Уже в фойе её догнала Нина, встревоженная и растрёпанная, подбежав, держа в руках пальто:

— Доктор Мирно, держите, прохладно… Можно мне с вами? Очень, очень прошу! – взмолились Нина, её наставница ничего не ответила. Мирно, робкая по натуре, тем более со страхом начиная авантюру, колебалась недолго, рассудив, что рука поддержки ей вовсе не помешает. Вскоре женщины уже выехали по адресу, данному Арти. Через мгновение все изменилось.

— Доктор Мирно, — Арти появился над кристаллом проектора, — Объект запеленгован, движется. Приближается к студии Канал++, координаты переданы вам…

— Спасибо, Арти, ты настоящий друг, — вздохнула доктор Мирно, отдав команду навигатору. – Веди нас, мы в твоих руках.

За то небольшое время, что прошло с момента выхода двух женщин из здания офиса, и времени в пути, Иезекиль успел побывать на Канал++, ославиться там, попасть в скандал, поспорить со зрителем и получить шквал негатива. Разведя руками, он стоял окружённый толпой, абсолютно не зная, что дальше предпринять. Его обвинили в подлоге и шарлатанстве, при этом нагло осматривая вблизи. Лишённый эмоций, он не мог злиться, но до глубины всего своего ума не понимал претензий и обвинений. Если можно было выразиться научным термином, то Иезекиль был интеллектуально зол. В нем кипела рефлексия, жаждавшая опровержения доказательством.

Резко растолкав собравшихся, он выбежал и взобрался на крышу, как раз в тот момент, когда доктор Мирно и Нина подъехали к зданию студии. Внизу уже собиралась толпа, наблюдавшая за тем, что происходит вверху со своих интерактивных консолей. Нина вскрикнула, увидев у рядом стоявшего мужчины с консолью, что Иезекиль стоит на парапете последнего этажа и с кем-то спорит. Мирно обомлела и поспешила на крышу, проталкиваясь сквозь толпу жаждущих зрелища, скандировавшую «Дунно, Дунно», насвистывая гимн самоубийцы.

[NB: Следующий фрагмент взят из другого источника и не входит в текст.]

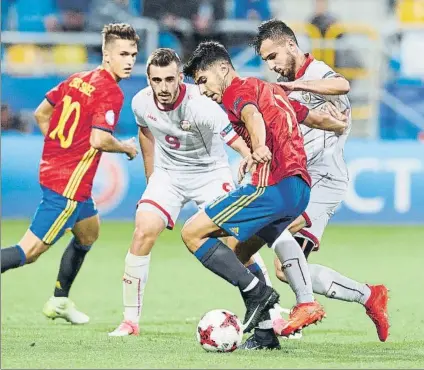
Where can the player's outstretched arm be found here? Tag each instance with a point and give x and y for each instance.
(42, 115)
(240, 146)
(106, 142)
(327, 86)
(147, 145)
(255, 125)
(325, 121)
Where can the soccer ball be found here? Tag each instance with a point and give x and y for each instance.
(219, 331)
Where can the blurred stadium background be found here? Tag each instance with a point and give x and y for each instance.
(376, 44)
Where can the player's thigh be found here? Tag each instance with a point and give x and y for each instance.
(54, 215)
(87, 227)
(211, 186)
(326, 197)
(162, 197)
(198, 228)
(244, 250)
(148, 226)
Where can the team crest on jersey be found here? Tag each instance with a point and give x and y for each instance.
(185, 125)
(306, 97)
(110, 117)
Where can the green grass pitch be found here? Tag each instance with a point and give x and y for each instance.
(180, 290)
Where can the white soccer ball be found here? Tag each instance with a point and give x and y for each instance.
(219, 331)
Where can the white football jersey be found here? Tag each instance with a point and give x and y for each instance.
(324, 149)
(188, 138)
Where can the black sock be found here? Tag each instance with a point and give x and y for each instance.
(257, 271)
(12, 257)
(71, 262)
(221, 260)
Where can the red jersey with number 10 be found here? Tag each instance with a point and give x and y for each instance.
(281, 117)
(84, 101)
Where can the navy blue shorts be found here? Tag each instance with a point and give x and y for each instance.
(264, 211)
(56, 214)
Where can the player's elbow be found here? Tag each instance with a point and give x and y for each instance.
(97, 139)
(344, 86)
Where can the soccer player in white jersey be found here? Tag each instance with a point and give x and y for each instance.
(313, 83)
(181, 135)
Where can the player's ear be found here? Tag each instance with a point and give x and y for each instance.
(106, 56)
(224, 68)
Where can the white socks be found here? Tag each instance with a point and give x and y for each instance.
(134, 282)
(258, 259)
(330, 283)
(294, 266)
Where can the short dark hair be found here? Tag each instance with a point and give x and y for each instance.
(206, 54)
(274, 30)
(163, 57)
(116, 31)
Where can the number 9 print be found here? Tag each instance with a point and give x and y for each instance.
(173, 142)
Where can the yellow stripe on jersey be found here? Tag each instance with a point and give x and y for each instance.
(71, 205)
(235, 208)
(79, 172)
(244, 200)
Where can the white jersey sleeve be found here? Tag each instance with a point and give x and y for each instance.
(187, 137)
(138, 108)
(208, 114)
(324, 149)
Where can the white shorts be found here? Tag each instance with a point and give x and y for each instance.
(167, 192)
(326, 196)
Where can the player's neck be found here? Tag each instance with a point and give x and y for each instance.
(300, 61)
(108, 70)
(229, 79)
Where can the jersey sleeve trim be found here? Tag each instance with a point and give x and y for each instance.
(103, 129)
(234, 138)
(247, 103)
(50, 101)
(303, 115)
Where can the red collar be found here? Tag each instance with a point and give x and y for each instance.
(183, 89)
(305, 65)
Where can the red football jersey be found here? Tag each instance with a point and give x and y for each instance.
(281, 116)
(84, 101)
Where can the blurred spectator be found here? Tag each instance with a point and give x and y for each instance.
(323, 19)
(70, 15)
(251, 9)
(191, 21)
(12, 122)
(102, 12)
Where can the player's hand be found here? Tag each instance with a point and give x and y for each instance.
(333, 111)
(245, 163)
(288, 86)
(131, 148)
(261, 154)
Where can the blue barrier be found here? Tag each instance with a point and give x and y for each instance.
(387, 182)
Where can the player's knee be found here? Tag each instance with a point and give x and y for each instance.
(189, 237)
(143, 235)
(33, 252)
(297, 225)
(278, 271)
(88, 239)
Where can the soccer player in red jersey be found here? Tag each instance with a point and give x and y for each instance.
(262, 114)
(77, 118)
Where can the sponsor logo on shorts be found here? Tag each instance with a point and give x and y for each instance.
(237, 102)
(226, 130)
(110, 184)
(110, 117)
(153, 118)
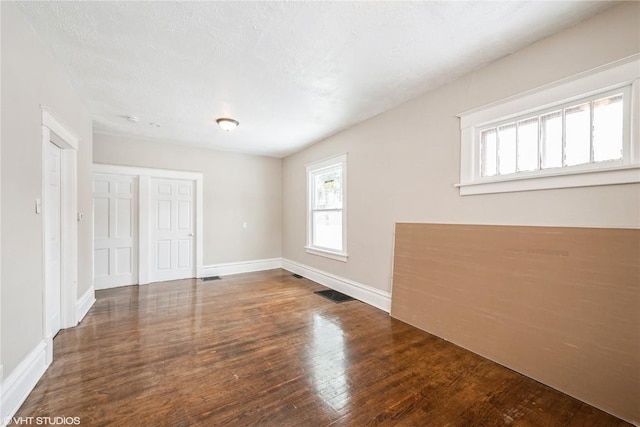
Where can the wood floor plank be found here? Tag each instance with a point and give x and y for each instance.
(262, 349)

На крыше уже ждала полиция и несколько зевак, чудом прошедших полицейские заслоны. Стив и Джанет суетились тут же, пытаясь силой взять от момента больше, чем в нем было на самом деле, запуская стаю дронов.

— Где твои дроны, где дроны! Транслируй уже! – кричал он Джанет, возившийся с эмулятором коллективного поведения. – Да, уже было все, было, прыгали ради славы и внимания… Надеюсь хоть этот не разобьётся. Тогда – сенсация. Да запускай наконец, что ты возишься, а то я тебя сброшу!

Иезекиль стоял на краю парапета тридцать пятого этажа, на его лице спокойствие граничило невидимыми гранями с небывалым самоуглублением. Спокойные, плавные черты лица, глубокие носогубные складки, тяжёлый взгляд в никуда. Ветер развивал прядь волос. Ему никто не мешал, полиция лишь засвидетельствовала своё присутствие, не спасая жертву, не вмешиваясь никак. Общественная тяга к шоу добралась и до них. Прожектор освещения осветил жаром его лицо.

— Иезекиль, — позвала Мирно и Нина почти одновременно, вбегая на крышу. Он медленно сфокусировал взгляд и перевёл его на женщин. Ничто не изменилось ни внутри ни снаружи его.

— О, Нина! И ты здесь. Доктор Мирно, отлично, чтобы не один Стив провожал меня. Взгляните, как все обернулось, подлецы, не верят мне, парадокс Циклопа, собираюсь доказать. Но для чего? Что они мне? Даже вы, мои создатели, оставили меня, ведь я не полечу в далёкий полет, и вообще я вне закона! Я лишь проба и чёртова свиная вырезка… мой полет вниз, единственный полет что мне доступен, — Иезекиль говорил мерно, чуть зло. – Нет цели моего существования. Мечта не влечёт более, теперь всего лишь слово.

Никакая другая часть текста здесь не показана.